His challenger is Michael Brown, corporate chef for Metro Restaurants.
Each chef has two sous chefs to work with, five minutes to plan their menus once the secret ingredient is announced, and 60 minutes to make three dishes that incorporate the secret ingredient, and one that incorporates Beck's beer, one of the event's sponsors.
At the end of the hour, the dishes will be tasted by a panel of three judges who will determine the winner. However, the real winner is the organization benefiting from the competition: Café 54, a downtown bistro that provides on-the-job training in a variety of restaurant jobs for adults recovering from mental illness.
5:30 p.m.: Albert Hall is overheard at pre-competition VIP party as saying that he was going to try to get one of the judges drunk.
6:45 p.m.: The chefs are introduced with much fanfare.
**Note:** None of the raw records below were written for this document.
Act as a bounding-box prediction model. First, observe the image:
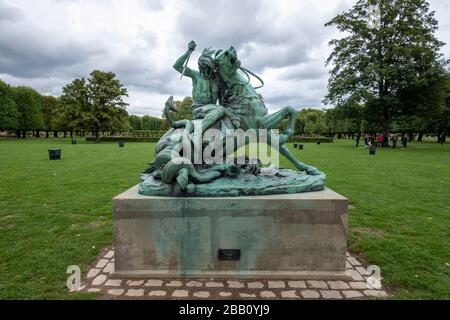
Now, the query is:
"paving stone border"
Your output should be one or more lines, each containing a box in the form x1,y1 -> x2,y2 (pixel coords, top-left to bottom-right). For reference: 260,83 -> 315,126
77,247 -> 388,300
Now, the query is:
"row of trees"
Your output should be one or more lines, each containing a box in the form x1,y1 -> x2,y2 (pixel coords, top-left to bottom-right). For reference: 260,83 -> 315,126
324,0 -> 450,140
0,70 -> 164,141
129,115 -> 165,131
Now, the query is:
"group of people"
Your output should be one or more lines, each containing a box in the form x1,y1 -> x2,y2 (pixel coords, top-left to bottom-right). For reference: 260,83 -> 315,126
356,133 -> 408,149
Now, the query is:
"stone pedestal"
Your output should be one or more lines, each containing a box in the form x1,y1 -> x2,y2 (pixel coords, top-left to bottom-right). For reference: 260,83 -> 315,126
113,186 -> 348,279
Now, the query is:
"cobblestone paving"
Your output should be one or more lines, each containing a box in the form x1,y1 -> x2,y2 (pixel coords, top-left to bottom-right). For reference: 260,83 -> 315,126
77,248 -> 388,300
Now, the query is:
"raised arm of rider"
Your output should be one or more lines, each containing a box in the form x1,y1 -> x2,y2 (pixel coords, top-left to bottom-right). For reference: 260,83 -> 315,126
173,47 -> 199,78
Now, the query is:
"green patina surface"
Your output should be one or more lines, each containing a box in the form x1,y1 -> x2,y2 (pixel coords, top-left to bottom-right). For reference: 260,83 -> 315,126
140,41 -> 325,197
139,169 -> 326,197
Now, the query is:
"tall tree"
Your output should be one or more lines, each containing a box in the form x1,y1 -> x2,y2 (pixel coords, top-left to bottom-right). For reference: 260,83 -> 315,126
61,70 -> 128,142
42,96 -> 58,138
13,87 -> 44,139
325,0 -> 445,133
0,80 -> 18,130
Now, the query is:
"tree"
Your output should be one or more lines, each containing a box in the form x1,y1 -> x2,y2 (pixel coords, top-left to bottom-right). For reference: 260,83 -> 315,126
13,87 -> 44,139
61,70 -> 128,142
174,97 -> 193,120
0,80 -> 18,130
324,0 -> 446,134
129,115 -> 142,130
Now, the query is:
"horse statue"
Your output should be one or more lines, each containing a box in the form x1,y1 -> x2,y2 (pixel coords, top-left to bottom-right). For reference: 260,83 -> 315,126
215,47 -> 322,175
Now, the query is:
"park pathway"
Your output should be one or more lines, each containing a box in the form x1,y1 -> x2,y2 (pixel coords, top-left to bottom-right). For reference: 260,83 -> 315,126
76,247 -> 388,300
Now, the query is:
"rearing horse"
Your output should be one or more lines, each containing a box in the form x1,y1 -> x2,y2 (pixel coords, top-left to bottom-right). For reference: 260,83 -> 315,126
215,47 -> 322,175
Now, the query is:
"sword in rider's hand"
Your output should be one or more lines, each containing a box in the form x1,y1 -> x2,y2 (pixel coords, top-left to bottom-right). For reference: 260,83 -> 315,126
180,50 -> 192,80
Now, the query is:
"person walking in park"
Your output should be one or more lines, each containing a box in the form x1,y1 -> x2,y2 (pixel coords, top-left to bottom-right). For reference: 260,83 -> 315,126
369,134 -> 375,146
392,133 -> 398,149
402,133 -> 408,149
377,134 -> 383,147
356,133 -> 361,148
439,132 -> 447,146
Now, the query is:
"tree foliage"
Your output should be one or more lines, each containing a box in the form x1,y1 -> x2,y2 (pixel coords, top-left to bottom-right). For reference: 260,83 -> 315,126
0,80 -> 18,130
61,70 -> 129,142
13,86 -> 44,131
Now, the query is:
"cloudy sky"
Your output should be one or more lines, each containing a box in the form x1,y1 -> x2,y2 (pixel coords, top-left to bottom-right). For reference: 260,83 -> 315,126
0,0 -> 450,116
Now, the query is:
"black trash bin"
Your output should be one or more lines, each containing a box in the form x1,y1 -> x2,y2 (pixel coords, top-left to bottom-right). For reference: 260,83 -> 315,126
48,149 -> 61,160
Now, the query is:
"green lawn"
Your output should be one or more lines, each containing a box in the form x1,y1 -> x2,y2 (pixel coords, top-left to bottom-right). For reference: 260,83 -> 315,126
0,140 -> 450,299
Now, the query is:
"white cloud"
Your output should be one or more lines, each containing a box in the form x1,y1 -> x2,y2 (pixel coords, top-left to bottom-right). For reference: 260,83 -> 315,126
0,0 -> 450,116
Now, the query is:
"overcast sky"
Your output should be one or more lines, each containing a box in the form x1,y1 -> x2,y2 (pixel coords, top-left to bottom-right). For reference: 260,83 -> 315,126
0,0 -> 450,116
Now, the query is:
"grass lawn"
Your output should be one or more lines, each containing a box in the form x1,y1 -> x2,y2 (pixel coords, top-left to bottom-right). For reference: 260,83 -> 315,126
0,139 -> 450,299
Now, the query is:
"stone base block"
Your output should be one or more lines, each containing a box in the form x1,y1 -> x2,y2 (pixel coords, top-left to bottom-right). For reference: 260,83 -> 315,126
113,186 -> 348,279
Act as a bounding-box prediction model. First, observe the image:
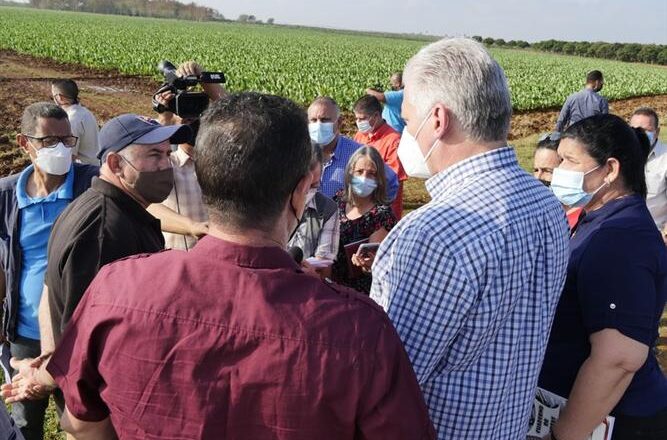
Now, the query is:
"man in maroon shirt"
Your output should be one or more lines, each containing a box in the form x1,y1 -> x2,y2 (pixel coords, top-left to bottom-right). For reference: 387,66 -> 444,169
3,93 -> 435,440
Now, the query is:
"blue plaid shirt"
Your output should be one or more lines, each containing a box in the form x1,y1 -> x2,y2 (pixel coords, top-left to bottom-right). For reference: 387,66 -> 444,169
371,147 -> 568,440
320,135 -> 398,201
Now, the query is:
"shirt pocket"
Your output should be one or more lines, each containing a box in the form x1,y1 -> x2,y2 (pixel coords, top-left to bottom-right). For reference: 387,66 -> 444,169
0,231 -> 10,270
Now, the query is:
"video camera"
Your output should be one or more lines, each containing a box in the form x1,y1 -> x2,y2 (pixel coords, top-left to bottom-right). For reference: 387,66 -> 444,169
153,60 -> 226,119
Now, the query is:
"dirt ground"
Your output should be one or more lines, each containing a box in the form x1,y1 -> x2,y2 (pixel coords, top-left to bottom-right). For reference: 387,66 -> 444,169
0,50 -> 667,371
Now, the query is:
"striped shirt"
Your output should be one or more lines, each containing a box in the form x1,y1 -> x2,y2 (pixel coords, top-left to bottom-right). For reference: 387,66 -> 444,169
371,147 -> 568,440
162,148 -> 208,250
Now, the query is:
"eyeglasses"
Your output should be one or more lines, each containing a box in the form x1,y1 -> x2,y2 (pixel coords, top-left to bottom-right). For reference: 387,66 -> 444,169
537,131 -> 560,143
23,134 -> 79,148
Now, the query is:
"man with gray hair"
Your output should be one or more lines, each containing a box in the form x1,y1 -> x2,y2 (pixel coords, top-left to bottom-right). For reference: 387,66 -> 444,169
371,38 -> 568,440
0,102 -> 98,440
2,114 -> 191,430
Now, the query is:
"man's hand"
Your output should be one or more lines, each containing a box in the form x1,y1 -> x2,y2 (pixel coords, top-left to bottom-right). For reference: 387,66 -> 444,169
176,61 -> 225,101
0,355 -> 56,403
190,222 -> 208,238
153,90 -> 181,125
352,252 -> 375,273
301,260 -> 320,278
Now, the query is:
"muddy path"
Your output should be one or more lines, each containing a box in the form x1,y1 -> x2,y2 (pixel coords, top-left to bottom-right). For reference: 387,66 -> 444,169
0,50 -> 667,176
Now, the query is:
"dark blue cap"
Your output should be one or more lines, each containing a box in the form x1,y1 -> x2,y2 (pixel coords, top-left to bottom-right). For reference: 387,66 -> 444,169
97,114 -> 192,159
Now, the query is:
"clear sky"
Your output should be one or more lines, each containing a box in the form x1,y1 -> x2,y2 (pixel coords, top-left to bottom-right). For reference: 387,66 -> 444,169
196,0 -> 667,44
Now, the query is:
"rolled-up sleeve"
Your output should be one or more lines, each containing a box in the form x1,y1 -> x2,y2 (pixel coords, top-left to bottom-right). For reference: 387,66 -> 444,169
46,282 -> 109,422
315,214 -> 340,260
577,228 -> 660,346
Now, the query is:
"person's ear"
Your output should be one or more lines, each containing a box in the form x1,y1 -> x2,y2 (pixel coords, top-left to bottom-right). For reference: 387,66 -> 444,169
427,104 -> 452,139
104,153 -> 123,175
604,157 -> 621,185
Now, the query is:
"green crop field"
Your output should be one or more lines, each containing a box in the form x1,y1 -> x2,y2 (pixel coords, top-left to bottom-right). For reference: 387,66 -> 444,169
0,7 -> 667,110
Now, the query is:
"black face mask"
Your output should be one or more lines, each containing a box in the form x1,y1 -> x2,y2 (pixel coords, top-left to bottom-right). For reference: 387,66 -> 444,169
120,156 -> 174,203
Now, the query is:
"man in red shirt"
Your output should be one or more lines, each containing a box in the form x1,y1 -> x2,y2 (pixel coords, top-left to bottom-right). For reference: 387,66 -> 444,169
353,95 -> 408,219
3,93 -> 435,440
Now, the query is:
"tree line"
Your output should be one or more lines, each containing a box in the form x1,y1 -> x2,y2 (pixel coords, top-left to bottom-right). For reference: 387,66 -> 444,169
472,35 -> 667,65
29,0 -> 224,21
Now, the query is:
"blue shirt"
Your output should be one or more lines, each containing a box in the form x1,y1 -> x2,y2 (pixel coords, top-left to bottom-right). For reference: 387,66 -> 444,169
320,135 -> 399,201
556,88 -> 609,131
540,195 -> 667,417
371,147 -> 568,440
382,90 -> 405,133
16,165 -> 74,340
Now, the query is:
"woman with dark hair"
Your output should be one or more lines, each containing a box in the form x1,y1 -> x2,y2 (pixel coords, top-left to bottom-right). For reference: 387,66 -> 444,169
333,147 -> 396,294
533,131 -> 582,229
539,115 -> 667,440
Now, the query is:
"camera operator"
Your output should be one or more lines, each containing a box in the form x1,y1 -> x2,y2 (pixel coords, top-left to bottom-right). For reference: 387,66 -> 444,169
148,61 -> 225,250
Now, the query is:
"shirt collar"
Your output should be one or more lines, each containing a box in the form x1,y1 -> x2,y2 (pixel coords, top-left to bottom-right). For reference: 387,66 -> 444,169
16,165 -> 74,209
649,141 -> 667,157
90,177 -> 160,227
190,235 -> 300,271
580,194 -> 646,225
426,146 -> 518,199
171,147 -> 192,168
327,134 -> 351,164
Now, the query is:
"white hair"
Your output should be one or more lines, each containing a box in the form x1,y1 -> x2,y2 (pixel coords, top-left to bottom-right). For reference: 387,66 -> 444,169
308,96 -> 340,119
404,38 -> 512,142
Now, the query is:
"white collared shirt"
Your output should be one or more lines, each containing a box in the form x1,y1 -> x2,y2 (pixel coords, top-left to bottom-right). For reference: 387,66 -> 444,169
646,141 -> 667,229
162,147 -> 208,250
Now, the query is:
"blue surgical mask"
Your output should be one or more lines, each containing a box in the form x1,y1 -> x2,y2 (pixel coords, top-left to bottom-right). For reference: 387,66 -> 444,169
352,176 -> 377,197
551,166 -> 607,208
357,119 -> 373,133
308,122 -> 336,145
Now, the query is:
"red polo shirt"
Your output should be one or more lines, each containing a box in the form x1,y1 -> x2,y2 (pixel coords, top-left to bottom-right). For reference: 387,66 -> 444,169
48,237 -> 435,440
354,122 -> 408,182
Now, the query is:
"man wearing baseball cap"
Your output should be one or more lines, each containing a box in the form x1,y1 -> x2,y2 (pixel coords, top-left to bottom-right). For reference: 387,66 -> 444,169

Albert Hall emerges to the tune of Dire Straits' "Money for Nothing," while Brown opts for Link Wray's "Rumble."
6:51 p.m.: You can feel the tension in the room. The secret ingredient is ... white asparagus!? WTF? The crowd is underwhelmed. While the chefs caucus with their sous chefs and plan their courses, the commentators--Jonathan Landeen of Jonathan's Cork, who was beaten by Hall in last year's competition, and Marty Bishop of KMXZ FM 94.9, aka Mix FM--fill us in on the details of white asparagus (they're covered with dirt to block out the production of chlorophyll) and give us a tour of the ingredients via the two giant video screens. They're pretty.
6:58 p.m.: The planning is over. Allez cuisine! Let the battle begin!
7:02 p.m.: Hall doesn't seem too stressed. The cooking has begun, and he just wandered over to Brown's side of the stage to toss out Acacia baseball caps. Grace under pressure, or hubris?
7:04 p.m.: The commentators keep talking over each other. Between that and the confusing culinary humor--did Brown actually just cut himself, or is it merely beet juice?--it's a bit difficult for the audience to figure out exactly what's going on. I have newfound respect for the Food Network production now. The giant video screens here are helping, but we could use Alton Brown right about now.
7:09 p.m.: Michael Brown has just admitted that he only cooks with asparagus when it's cheap, and has rarely worked with white asparagus. Don't show your cards this early, Brownie! Hall decides it's best not to discuss his strategy in too much detail and keeps his pie-hole shut. Judge Ramon Delgado, executive chef at Desert Diamond Casino, tells us that white asparagus is difficult to work with, while judge Erin Christiansen of KGUN Channel 9 confesses that she's never tasted white asparagus.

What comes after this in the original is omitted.